The hardcore fans, who can always find something to argue about when it comes to this sort of thing, may be able to quibble about the track selection. But for the most part it’s an excellent compilation, in terms of representing the scope of Thompson’s career. It has just one song from each of those five Fairport albums on which Thompson played, but they’re all among the best, and all of them still make regular appearances in his setlists. The most critically acclaimed (and best) albums such as I Want To See The Bright Lights Tonight and Shoot Out The Lights have quite a few tracks here — six for the former, five for the latter. But those that the compilers perhaps felt were among the top tier but are less well-known such as Henry The Human Fly and Industry are well-represented — each of those gets three tracks. Even the wildly obscure Sweet Talker soundtrack gets a track, the finger-snapping pop song “Put Your Trust In Me.”
Do I have my own quibbles? Yes. I might have omitted, say, “MGB-GT” from 1994’s Mirror Blue which gets a total of six tracks, and included one or two more from 1996’s two-disc set You? Me? Us? which only gets two. In my humble estimation, both “Sam Jones” and “Cold Kisses” deserve the honors more than “MGB.” Unfortunately, they didn’t ask me. The nerve.
For the most part, the sound is superb. I’m especially impressed with the remastered selections from Henry.
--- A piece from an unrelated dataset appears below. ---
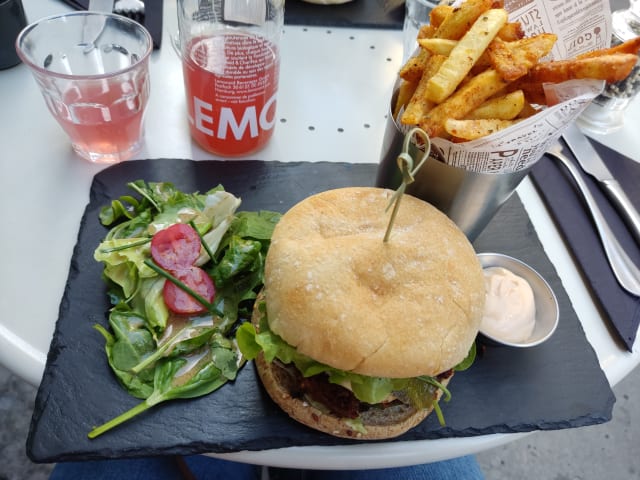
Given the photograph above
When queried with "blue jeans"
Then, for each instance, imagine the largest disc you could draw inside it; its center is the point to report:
(199, 467)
This is the first time I’ve picked up, for example, bassist Pat Donaldson’s delicious appropriation of Paul McCartney’s riffage from The Beatles’ “Helter Skelter” in RT’s equally dire “Roll Over Vaughn Williams.” “Live in fear” indeed! The only tracks that still sound thin are those from Thompson’s first post-Linda album, Hand of Kindness, which truth to tell is my least favorite in the whole canon.
The package’s design is also excellent. The 60-page booklet covers all the bases, discography, track listing, personnel, etc., and RT biographer Patrick Humphries acquits himself admirably in the liner notes. Interesting photographs from all periods of RT’s life abound.
A warning to the newer fans: If you’ve only heard the contemporary Thompson, be prepared to hear other voices singing his compositions in the earlier part of his career, contained on the first two of these four discs, which cover the Fairport Convention and Richard and Linda years. And when he does step up to the microphone himself, be prepared for a Richard Thompson who does not sound quite the same as the now-polished singer some 40 years on. Today’s strong baritone was, until about the time of 1982’s masterpiece Shoot Out The Lights a nasal and reedy tenor of sorts, the Scots-English accent more prominent. But the one-of-a-kind guitar genius — he’s there from the beginning.